Model of colibactin biosynthesis. The NRPS-PKS assembly line is posttranslationally matured with a 4′-phosphopantetheine (PP) arm on the carrier proteins by the ClbA PP transferase. The active assembly line synthesizes precolibactin that is translocated in the periplasm by the ClbM efflux pump. The prodrug is cleaved by the ClbP peptidase to generate the cleavage product (black) and active mature colibactin (red).
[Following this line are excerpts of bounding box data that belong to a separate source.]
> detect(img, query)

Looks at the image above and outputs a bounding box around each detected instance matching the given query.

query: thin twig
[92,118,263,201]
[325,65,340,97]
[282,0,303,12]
Self-damage to the producing bacterium DNA by active colibactin is prevented by the periplasmic maturation and by the cytoplasmic ClbS resistance protein.
Structure and Activity of Colibactin
Although the high instability of the activated colibactin has precluded its purification, the relatively stable precolibactin intermediate biosynthesis derailment products were recently characterized in clbP mutants, shedding light on the colibactin “warhead” (122, 123, 132). Resulting from the cleavage of the prodrug, the colibactin warhead is an electrophilic spiro cyclopropane ring system similar to that found in the DNA-alkylating secondary metabolites such as illudins, duocarmycins, and yatakemycin (Fig. 8) (133). Mass spectrometry analyses and in silico predictions indicate that the warhead is connected to a thiazolinyl-thiazole or bithiazole unit (respectively, compounds 2 and 3 in Fig. 8) (122, 132). A bithiazole-containing precolibactin was recently confirmed in a clbP clbG double mutant (125). Such thiazole tails have been shown to be involved in DNA intercalation in the DNA-damaging natural products bleomycins and phleomycins, thus supporting the hypothesis that colibactin directly targets DNA. Interestingly, Vizcaino and Crawford detected a weak cross-linking activity in plasmid DNA that was incubated 24 h with millimolar concentrations of a candidate precolibactin compound, suggesting that colibactin could generate DNA interstrand cross-links by alkylation (122). Consistent with this hypothesis, bacteria producing colibactin that were mutated for both the self-resistance protein ClbS and the nucleotide excision repair system (that repairs DNA adducts and cross-links) exhibit an exquisite sensitivity to colibactin (131). However, to date, no colibactin-DNA adduct has been directly identified, and if indeed DNA cross-links are produced, at least a part of the DSB, revealed by the occurrence of γH2AX foci in the host cell nuclei, may be due to secondary events linked to their presence. In addition, it appears that the pks island machinery does not produce one molecule but rather a set of secondary metabolites whose composition and quantity differ according to the bacterial strain (134). The function of several pks-encoded genes (especially the PKS ClbO and amidase ClbL, which were shown to be essential for genotoxicity) are not yet attributed to the biosynthesis model, raising the possibility that (pre)colibactin(s) structure could be larger than currently predicted (130, 135). Much work is needed to elucidate the structures of the full-length precolibactin(s) and how they contribute to the bioactivity, or even to different bioactivities.
Figure 8.

Candidate precolibactin molecules synthetized by the pks biosynthetic pathway. Cleavage product released by the ClbP peptidase (1) and precolibactins molecules (2 and 3) that were elucidated in clbP mutants, based on mass spectrometry and nuclear magnetic resonance data. The electrophilic warhead, putative DNA intercalating motif, and the peptidase cleavage site are shown.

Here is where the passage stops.